L’Enfant Roi makes a point of stimulating the creativity of children, not least through recreational activities. How important is it to introduce children to music from an early age?
Introducing children to music from a very early age is important because it allows them to experience new sensations. It helps them to relax and increases their attentiveness. It also helps to develop their motor coordination, intellectual ability and their verbal, social and emotional language skills.
In attempting to reproduce sounds and melodies, children actually stimulate their imagination and artistic sensitivity. In music classes for toddlers, the children learn to concentrate and develop their memories. Therefore, they grow in confidence while having a good time singing.
How do you introduce children to the various forms of musical expression?
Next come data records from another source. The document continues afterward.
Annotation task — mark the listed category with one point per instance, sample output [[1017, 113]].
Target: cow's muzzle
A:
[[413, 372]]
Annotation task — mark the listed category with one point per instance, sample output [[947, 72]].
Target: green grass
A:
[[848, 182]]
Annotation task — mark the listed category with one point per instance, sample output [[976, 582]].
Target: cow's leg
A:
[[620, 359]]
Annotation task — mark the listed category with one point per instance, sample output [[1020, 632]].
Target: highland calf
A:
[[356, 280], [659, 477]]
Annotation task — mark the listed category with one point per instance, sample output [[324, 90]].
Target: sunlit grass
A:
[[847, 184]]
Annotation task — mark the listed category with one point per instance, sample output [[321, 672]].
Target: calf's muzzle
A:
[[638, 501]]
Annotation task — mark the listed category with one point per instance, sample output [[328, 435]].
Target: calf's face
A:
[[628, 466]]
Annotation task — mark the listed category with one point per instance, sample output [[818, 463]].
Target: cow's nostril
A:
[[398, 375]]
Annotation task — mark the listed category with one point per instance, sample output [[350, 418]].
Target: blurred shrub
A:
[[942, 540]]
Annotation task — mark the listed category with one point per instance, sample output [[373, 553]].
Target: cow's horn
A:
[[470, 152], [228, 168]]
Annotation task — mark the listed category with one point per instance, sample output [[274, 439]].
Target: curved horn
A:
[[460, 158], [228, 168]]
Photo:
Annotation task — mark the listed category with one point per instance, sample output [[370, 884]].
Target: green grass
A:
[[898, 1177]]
Children are introduced to the various forms of musical expression in 20-30 minute sessions, depending on their age. The children are placed into groups of no more than 8 so that they can take full advantage of the session and so that I can respond to their needs.
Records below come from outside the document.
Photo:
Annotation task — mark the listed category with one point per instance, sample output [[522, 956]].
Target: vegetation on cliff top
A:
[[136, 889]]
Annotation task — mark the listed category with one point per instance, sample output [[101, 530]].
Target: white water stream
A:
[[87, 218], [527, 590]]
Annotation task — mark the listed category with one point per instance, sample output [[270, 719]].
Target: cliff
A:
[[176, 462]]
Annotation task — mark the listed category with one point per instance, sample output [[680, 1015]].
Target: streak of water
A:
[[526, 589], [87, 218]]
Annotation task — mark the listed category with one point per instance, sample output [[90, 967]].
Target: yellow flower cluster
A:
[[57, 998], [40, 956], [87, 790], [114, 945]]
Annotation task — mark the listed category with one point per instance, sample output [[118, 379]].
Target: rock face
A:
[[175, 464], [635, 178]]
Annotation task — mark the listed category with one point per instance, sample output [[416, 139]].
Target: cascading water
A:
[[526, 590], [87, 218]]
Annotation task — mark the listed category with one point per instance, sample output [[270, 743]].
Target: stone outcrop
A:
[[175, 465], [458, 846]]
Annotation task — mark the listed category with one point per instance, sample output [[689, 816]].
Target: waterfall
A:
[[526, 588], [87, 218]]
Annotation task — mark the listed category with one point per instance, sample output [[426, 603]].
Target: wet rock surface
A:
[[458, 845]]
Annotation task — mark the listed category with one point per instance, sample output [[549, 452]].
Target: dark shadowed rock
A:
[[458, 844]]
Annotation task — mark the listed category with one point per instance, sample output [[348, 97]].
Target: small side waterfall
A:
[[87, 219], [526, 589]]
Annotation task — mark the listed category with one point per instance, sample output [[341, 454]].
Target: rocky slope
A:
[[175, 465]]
This introduction predominantly involves discovery and exploration.
In introducing children to music, I mainly use nursery rhymes which involve the use of hand and finger expressions or a particular gesture; I present the instruments that the children will subsequently use, pass them around and make sure that the children become as familiar as possible with them. It is important to show and explain to the children how the instrument is played so that they can use it properly. We mainly use percussion instruments.
Rhythm is emphasised through songs about parts of the body, the hands or the use of instruments.
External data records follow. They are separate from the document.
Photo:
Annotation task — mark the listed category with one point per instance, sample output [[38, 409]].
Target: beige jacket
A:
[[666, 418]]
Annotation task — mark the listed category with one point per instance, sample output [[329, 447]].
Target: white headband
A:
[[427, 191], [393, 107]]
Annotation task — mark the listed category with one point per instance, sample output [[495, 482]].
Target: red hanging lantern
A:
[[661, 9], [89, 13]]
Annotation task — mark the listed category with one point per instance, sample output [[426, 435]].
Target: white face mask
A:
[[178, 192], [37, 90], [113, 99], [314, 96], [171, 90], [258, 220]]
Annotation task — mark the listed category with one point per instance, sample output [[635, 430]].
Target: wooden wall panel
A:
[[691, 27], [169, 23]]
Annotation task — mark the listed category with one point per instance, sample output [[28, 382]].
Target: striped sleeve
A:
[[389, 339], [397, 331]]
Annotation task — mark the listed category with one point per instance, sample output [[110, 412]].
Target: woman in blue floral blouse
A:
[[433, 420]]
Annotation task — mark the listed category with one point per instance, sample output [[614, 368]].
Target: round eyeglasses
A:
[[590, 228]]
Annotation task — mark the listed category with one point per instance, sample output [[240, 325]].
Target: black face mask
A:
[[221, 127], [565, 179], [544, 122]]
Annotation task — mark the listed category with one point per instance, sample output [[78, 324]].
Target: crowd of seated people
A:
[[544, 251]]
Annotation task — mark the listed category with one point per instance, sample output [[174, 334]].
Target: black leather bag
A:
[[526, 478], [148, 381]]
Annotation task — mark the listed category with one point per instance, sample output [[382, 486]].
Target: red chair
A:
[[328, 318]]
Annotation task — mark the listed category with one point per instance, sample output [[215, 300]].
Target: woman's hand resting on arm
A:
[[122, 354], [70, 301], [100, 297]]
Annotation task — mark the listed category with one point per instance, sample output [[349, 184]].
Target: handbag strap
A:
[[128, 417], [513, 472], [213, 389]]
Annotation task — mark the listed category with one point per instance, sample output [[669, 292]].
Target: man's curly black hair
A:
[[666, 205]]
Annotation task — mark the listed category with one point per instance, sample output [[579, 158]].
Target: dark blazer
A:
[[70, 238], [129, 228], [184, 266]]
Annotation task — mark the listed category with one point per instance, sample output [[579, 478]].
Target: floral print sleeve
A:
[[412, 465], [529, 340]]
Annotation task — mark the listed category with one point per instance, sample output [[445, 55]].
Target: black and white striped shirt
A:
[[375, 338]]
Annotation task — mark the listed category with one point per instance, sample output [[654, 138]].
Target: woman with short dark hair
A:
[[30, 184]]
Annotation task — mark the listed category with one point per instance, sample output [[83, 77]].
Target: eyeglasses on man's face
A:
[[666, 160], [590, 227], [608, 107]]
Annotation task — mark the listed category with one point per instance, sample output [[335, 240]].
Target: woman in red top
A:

There are other ways of introducing children to the various musical forms such as learning about and listening to musical works and instruments from different families, creating soundscapes, improvising specific themes or stories, movements, etc.
Do you also incorporate discussion into this introductory process? What advice do you give them?
During these introductory sessions, I also undertake brief discussions as it is important to explain to children what we will be doing, e.g. what instrument will be used. It is essentially about explaining what we are doing.
No matter how young they are, children always need simple and rational explanations based on precise and illustrated vocabulary which I strive to use.
We therefore speak to the children as much as possible…because at the crèche, we are at a sensitive period for language and the teacher, as a competent adult, is a role model for the children.
What are the particular types of music used to introduce children to music from an early age? How do children generally react during the first few sessions?
In general lullabies, nursery rhymes and other children’s songs are suitable for the purpose of introducing children to music, but it is interesting to use other musical styles such as classical music, lyrical works, instrumental pieces, music from other countries of the world…
All musical styles can be used if they are integrated as part of a constructive and carefully considered teaching method, such as the Montessori teaching method. Moreover, in her time, Maria Montessori had described the benefits of the music education of children as an important facet of education in general.
In the first few sessions, I was amazed to see that children were always very cheerful and forward. They have a great time and are particularly attentive and fascinated when I present my instrument (the transverse flute) and play it in front of them. They are always happy to take part in these introductory sessions and spontaneously join in with me when I come to a particular module.